As a contemporary Native American writer, Diane Glancy doesn't avoid or soft-pedal paradoxes and problems within her culture; she talks about alcohol abuse and sexism and, mordantly, about the pretentiousness she sees among other Native American writers, who "play Indian" (in Scott Momaday's phrase) in order to awe and profit from a largely white American literary culture. The two short works in NAAL, Jack Wilson or Wovoka and Christ My Lord (1993) and Polar Breath (1993), show us the chances that she takes as a writer and the controversial nature of her art.

1. In Jack Wilson, we eavesdrop on an open-ended and important quarrel among Native American writers. But we view Wilson in context with other personalities -- including the forceful and special personality of the narrator herself. How does this context affect the way in which we ultimately see Wilson?

2. In Polar Breath, we may be able to see a response to Jack London's To Build a Fire.

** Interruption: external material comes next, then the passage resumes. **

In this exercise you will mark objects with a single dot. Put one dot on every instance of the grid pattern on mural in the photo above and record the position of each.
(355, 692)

The plots resemble each other: in each someone alone dies in the cold. But compare the inner life of Glancy's old woman with the consciousness of London's "the man." How would you differentiate the way these people think and the experiences and beliefs they think about?

3. Who is Glancy implicitly writing to and for? Do we hear her? Or do we overhear her? Do you believe that the time is right for certain aspects of Native American experience to be explored in the way that Glancy explores them?